My first job was at Crossroads Store, a convenience store/deli/gas station in North Garden. I worked after school a couple days a week, from about 5:30-closing, and came in at 5:30AM on Saturdays and Sundays. During the week, I ran the cash register. On the weekends, I waitressed and helped out in the deli. I loved waitressing. I could make $75 in tips in a morning. We had quite a few regulars, cute old men for the most part, who always tipped well. John Grishom was also a regular.
For the record, he’s a very good tipper.
I loved that job. I had fun with it. I met my first boyfriend working there. All the money I made – which wasn’t much – was mine to do whatever I wanted with. What I didn’t spend in gas, I used to buy clothes, CDs, and concert tickets. In hindsight, I was choosing experiences as a teenager.
Somewhere along the way, I became an adult and my paychecks went to less fun things, like rent and student loans. My former employer set up financial advising for all of us and the advisor I met with managed to scare me to death. “You spend what on barre classes?” “Do you see how much money you could save by saying no to those dinners with friends?” “There are a fair amount of concert ticket purchases over the last year. I’m sure you bought drinks at those concerts, probably dinner beforehand. That’s a lot of money you could save…”
You get the idea. He was throwing around a bunch of acronyms and telling me to live in a cardboard box under a bridge so I could save money for things like houses, weddings, and future children. And, for a while, I took his advice.
I went to college with Dave Ramsey’s daughter. If you’re unfamiliar with Dave Ramsey, look him up. He has great financial advice, but I believe the financial advisor I sat down with took a page from one of his many books. Ramsey is extreme with his saving plans, essentially believing that you should spend nothing, pay off all your debt, build a giant nest egg, and live happily ever after. His daughter, when someone said it was so cool that her dad was Dave Ramsey, said “yeah, but I can’t spend any money. Ever.”
Here’s the thing.
When I tried living like my financial advisor suggested, I had a severe case of FOMO (“Fear of Missing Out” – I had to google what that acronym meant. Not up with the times, this girl). Skipping out on drinks after a Junior League meeting, not buying my afternoon cup of coffee, saying “no” when friends asked me to dinner… It was like living in a bunker with no contact with the outside world.
I realized choosing experiences over saving every last dime made me happy. There has been a lot of research as of late on this very topic.

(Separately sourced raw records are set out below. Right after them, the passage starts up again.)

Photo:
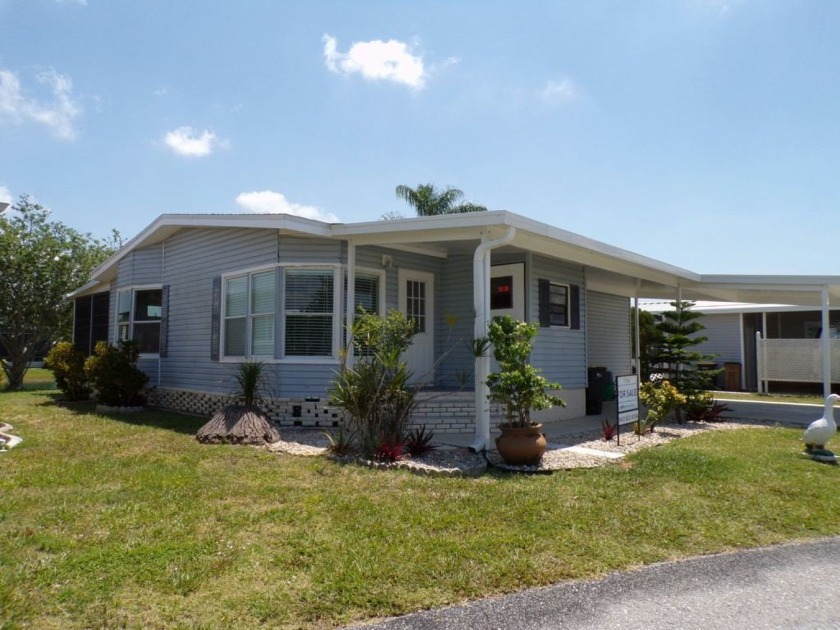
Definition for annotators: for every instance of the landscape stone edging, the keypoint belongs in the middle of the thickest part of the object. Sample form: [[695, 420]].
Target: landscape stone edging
[[415, 468], [9, 441], [109, 409]]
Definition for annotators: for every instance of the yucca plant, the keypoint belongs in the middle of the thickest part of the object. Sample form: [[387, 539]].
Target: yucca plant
[[374, 391], [249, 382]]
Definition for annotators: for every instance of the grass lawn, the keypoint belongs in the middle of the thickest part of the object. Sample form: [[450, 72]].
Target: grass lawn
[[109, 521], [807, 399]]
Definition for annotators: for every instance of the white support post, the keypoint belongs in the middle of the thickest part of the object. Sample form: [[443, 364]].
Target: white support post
[[759, 364], [481, 300], [826, 343], [351, 298]]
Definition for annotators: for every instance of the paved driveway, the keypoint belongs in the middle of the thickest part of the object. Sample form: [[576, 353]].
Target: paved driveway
[[790, 586], [788, 413]]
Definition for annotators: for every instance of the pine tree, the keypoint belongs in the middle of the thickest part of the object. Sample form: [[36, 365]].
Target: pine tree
[[676, 356]]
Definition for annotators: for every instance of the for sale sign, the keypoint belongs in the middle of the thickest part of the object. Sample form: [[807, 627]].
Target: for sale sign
[[627, 393], [627, 397]]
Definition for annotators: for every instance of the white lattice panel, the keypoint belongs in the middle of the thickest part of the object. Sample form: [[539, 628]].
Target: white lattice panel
[[797, 360]]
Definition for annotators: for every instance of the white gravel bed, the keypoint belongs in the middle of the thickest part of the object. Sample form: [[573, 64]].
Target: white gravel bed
[[450, 461]]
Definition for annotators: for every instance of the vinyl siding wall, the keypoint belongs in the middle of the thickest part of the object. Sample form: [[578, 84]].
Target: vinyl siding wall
[[559, 352], [190, 260], [724, 337], [608, 332], [142, 267]]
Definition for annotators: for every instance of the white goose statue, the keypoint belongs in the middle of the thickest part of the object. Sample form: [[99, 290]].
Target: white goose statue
[[821, 431]]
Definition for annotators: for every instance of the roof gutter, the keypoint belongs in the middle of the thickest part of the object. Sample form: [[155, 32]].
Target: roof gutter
[[481, 299]]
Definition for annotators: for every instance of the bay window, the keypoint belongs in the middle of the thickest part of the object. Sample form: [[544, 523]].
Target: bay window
[[249, 314], [309, 311], [139, 313]]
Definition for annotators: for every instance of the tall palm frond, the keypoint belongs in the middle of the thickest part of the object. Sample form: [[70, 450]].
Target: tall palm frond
[[428, 201]]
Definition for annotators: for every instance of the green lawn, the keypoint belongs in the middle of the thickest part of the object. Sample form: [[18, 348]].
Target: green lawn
[[807, 399], [109, 521]]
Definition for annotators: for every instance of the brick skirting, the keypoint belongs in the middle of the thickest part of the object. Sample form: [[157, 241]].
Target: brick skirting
[[443, 412]]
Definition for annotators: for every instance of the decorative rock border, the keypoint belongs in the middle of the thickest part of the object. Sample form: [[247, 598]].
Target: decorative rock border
[[7, 440], [109, 409], [462, 465]]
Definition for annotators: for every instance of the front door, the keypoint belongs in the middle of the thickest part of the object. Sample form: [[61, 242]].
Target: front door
[[416, 295]]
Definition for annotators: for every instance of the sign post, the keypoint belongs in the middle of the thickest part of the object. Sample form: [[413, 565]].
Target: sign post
[[627, 402]]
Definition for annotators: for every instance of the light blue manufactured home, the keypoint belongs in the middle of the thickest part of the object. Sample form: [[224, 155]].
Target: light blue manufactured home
[[201, 293]]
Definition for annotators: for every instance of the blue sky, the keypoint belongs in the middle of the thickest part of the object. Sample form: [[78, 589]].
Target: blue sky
[[703, 133]]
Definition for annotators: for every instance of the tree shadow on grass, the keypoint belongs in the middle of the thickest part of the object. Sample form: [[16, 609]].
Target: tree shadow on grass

According to science, people who choose experiences are happier, and even healthier. If I bought a new car tomorrow, I wouldn’t spend the next 10 years telling everyone about the time I bought a car. It’s just a thing. No more, no less. But will I still remember my first trips to New York, London, and Paris and talk about them 10 years from now? You bet.

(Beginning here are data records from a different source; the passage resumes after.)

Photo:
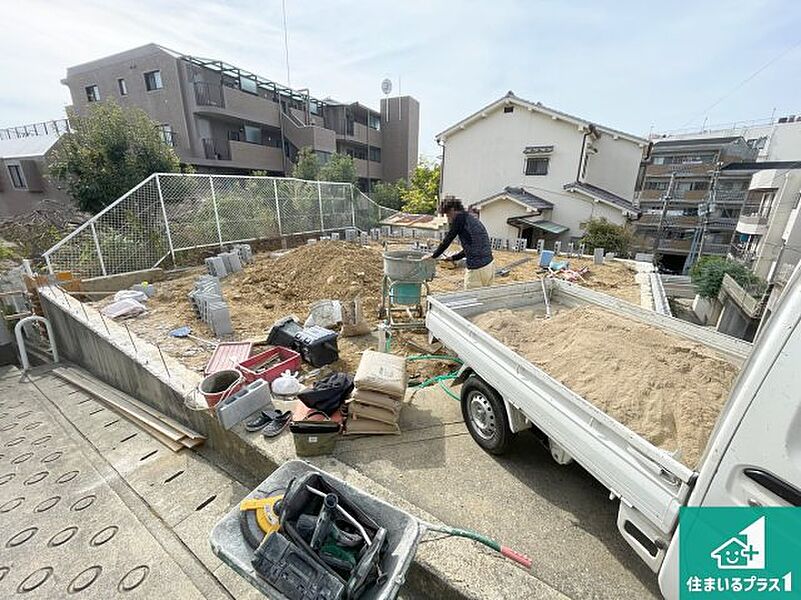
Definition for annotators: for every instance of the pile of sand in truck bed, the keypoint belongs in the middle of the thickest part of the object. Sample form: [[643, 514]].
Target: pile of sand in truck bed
[[668, 389]]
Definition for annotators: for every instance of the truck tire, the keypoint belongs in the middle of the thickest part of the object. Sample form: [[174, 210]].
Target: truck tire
[[484, 413]]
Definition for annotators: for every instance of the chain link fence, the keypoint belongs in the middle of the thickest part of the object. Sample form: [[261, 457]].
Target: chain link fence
[[170, 213]]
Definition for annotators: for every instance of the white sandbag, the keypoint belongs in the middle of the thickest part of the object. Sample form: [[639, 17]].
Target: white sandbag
[[381, 372], [123, 308], [137, 295], [325, 313]]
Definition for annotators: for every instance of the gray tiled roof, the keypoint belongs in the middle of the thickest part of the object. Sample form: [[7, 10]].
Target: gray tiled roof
[[522, 196], [602, 194]]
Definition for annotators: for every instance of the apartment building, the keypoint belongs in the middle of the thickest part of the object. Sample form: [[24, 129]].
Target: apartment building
[[23, 173], [223, 119], [533, 172], [690, 195]]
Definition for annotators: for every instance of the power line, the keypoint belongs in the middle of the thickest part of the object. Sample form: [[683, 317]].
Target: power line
[[744, 81], [286, 45]]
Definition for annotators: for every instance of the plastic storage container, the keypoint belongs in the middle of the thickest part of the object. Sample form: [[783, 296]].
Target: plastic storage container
[[279, 360], [317, 345], [403, 534]]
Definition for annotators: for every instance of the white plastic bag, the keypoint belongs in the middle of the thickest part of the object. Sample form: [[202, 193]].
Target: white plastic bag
[[286, 384], [325, 313]]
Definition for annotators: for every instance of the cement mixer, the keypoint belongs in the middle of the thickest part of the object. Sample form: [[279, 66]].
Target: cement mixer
[[404, 287]]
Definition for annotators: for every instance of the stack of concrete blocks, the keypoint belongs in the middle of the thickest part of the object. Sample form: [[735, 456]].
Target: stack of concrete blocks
[[231, 260], [216, 267], [209, 306], [244, 251]]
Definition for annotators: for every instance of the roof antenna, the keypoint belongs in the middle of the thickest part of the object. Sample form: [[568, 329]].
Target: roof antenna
[[286, 45]]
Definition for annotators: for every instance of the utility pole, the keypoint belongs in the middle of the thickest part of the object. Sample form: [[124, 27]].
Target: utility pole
[[665, 201]]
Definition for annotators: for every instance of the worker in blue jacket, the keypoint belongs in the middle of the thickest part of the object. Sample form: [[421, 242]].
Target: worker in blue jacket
[[473, 237]]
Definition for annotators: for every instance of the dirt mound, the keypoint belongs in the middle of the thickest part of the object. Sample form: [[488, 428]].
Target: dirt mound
[[667, 389], [325, 270]]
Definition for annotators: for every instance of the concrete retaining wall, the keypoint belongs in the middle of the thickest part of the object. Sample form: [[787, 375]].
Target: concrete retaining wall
[[137, 369]]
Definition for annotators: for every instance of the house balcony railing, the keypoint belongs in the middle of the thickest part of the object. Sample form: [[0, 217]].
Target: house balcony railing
[[54, 127], [215, 149], [209, 94]]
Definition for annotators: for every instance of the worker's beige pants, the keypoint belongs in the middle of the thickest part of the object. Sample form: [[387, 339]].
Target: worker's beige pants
[[482, 277]]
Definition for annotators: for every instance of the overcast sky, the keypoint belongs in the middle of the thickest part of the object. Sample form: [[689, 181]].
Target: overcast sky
[[627, 65]]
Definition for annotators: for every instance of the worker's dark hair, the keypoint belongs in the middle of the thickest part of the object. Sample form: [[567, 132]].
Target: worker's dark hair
[[450, 203]]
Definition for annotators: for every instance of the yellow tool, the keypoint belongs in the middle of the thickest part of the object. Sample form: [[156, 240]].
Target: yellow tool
[[259, 518]]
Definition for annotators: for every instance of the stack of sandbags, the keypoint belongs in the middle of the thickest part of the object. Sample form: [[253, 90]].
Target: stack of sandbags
[[379, 386]]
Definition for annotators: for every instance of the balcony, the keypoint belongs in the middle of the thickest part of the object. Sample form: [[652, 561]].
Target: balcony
[[246, 155], [753, 224], [219, 100], [748, 298], [214, 149], [730, 196]]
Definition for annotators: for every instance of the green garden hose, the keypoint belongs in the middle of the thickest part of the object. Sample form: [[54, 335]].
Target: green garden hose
[[505, 551]]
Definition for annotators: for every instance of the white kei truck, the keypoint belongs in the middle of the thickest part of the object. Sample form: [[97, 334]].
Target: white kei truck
[[753, 457]]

I don’t want things. I’m choosing experiences. I’m not being irresponsible with my money, by any means, but I would rather travel, see things, do things. I don’t need things. I’ll probably never buy a luxury car and will probably always live in a modest house. When I was in my early 20s, I had visions of massive weddings with elaborate receptions. Now that I’m older, I’ve realized a wedding is no more than a party. A simple ceremony with family and friends is all I want – and all I need.
Things don’t last. Experiences do. I think there’s a balance, between being financially responsible and choosing experiences. As long as my bills are paid on time, my credit card balances are low, and I’ve got an “emergency” savings, I’m choosing experiences.
That $2.76 I spend on an Americano at MudHouse every afternoon – $4.14 if I get a power ball, too – isn’t going to send me into financial ruin, no matter how much math the financial advisor tries to show me. If I would have followed his plan, I most certainly wouldn’t be going to New York, London, and Paris over the next few months as “travel is a frivolous thing that can wait until you’ve funded your children’s education.”
I’m not waiting to travel to Europe until any future children I have are in college.
But I will be able to tell them stories from my travels and, hopefully, inspire them to choose experiences of their own.